I have a basement full of fishing equip it is used but clean and taken care or. Let me know if you need nuthing and _ will send it.
JohnC_j


----------



## BAYFISHER (Jul 6, 2001)

*yes its true if the planets are aligned*



kayak456 said:


> U actually catch rock on sandy point in feb


Yes, the latter part of that month if temps (water rise above 40). They either come in force, or have to wait some 3-6 hrs for a 28 inch rock.


----------



## BAYFISHER (Jul 6, 2001)

Im @ [email protected]. I was a member since pierandsurf opened, but im just a participant. I live in silver spring (was gaithersburg) had a car, 14 rods and reels (12000d and other reels) tica, and others, now small freshwater rod. I am open to any smaller 9-11 surf rod, and any reel spinner that works.thank you even for the gesture of gifting anyway. I cant pay for shipping.


----------



## BAYFISHER (Jul 6, 2001)

jcreamer said:


> Hey bayfisher
> It looks like the old timers are coming back.

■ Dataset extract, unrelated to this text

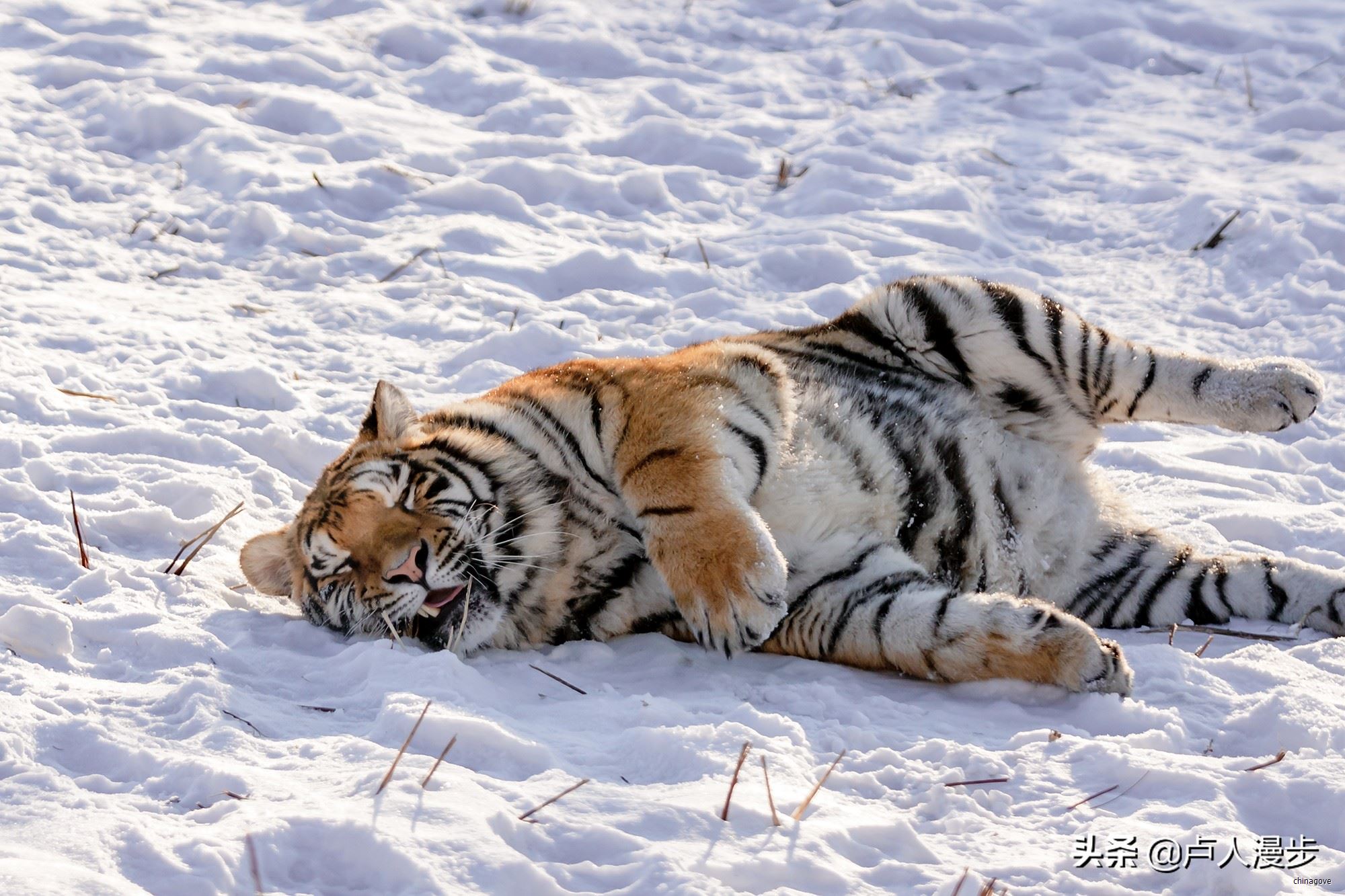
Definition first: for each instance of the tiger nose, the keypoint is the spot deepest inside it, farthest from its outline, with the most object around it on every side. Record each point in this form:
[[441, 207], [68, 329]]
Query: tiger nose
[[412, 568]]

I can feel as I have gone through a couple of surguries and am stuck with a brace on right leg.
> I have a basement full of fishing equip it is used but clean and taken care or. Let me know if you need nuthing and _ will send it.
> JohnC_j


I am open to any surf rod 9-11, and any spinnin reel. prob only get out 4 times this year. god bless you for even suggesting a contribution. my email is same. [email protected]. dont drive, no car, bad legs and a bike.lol.


----------



## BAYFISHER (Jul 6, 2001)

we dont get old, we just fade away.


----------



## Big Rad (May 19, 2003)

Good to see you Len. I'm recovering from a broken neck and expect to be able to walk by trophy season. I'll make a deal if you pull the cart I drive and bring a couple of rods for you to use. We could even swing by and pick up some donated stuff.

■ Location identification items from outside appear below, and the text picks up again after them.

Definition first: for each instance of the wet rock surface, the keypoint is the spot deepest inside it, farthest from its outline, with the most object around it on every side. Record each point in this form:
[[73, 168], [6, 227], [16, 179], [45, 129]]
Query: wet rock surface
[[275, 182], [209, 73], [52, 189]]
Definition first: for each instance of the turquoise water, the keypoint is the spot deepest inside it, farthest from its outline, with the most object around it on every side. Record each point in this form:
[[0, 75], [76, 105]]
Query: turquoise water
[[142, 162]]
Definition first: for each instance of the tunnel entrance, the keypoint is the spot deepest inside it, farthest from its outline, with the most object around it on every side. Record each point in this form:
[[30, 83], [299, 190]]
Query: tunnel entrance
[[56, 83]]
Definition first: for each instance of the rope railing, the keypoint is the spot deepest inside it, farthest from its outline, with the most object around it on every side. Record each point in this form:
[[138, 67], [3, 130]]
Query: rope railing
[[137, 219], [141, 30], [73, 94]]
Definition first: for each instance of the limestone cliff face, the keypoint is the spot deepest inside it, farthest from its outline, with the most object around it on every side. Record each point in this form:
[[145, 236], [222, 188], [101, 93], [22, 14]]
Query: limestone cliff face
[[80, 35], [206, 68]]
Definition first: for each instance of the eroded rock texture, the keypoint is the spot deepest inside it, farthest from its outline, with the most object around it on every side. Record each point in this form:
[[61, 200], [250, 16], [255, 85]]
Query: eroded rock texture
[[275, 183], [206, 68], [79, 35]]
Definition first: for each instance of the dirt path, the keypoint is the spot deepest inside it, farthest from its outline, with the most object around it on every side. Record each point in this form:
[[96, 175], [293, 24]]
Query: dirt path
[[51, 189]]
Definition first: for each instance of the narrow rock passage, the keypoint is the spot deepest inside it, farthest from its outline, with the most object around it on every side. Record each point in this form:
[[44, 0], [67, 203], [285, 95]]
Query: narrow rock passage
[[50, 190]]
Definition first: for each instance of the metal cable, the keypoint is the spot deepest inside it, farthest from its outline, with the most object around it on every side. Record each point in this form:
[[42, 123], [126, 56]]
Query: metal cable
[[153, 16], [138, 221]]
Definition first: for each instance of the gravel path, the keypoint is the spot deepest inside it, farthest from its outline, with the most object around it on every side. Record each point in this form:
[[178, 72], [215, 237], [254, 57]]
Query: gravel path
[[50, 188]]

Hope does spring eternal.............


----------



## BAYFISHER (Jul 6, 2001)

*hospital report*



Big Rad said:


> Good to see you Len. I'm recovering from a broken neck and expect to be able to walk by trophy season. I'll make a deal if you pull the cart I drive and bring a couple of rods for you to use. We could even swing by and pick up some donated stuff.
> 
> Hope does spring eternal.............


just got out of holy cross hospital and have bronchitis/walking pnuemonia. other than that, if i am not near death, i will be your masta, and drag anything including my ownself to fish just for one day (hero: david bowie).


----------



## BAYFISHER (Jul 6, 2001)

we may be damaged goods, but we are not DEAD yet. Where theres life, theres hope in breath.


----------



## Manlystanley (Sep 22, 2010)

BAYFISHER said:


> Im @ [email protected]. I was a member since pierandsurf opened, but im just a participant. I live in silver spring (was gaithersburg) had a car, 14 rods and reels (12000d and other reels) tica, and others, now small freshwater rod. I am open to any smaller 9-11 surf rod, and any reel spinner that works.thank you even for the gesture of gifting anyway. I cant pay for shipping.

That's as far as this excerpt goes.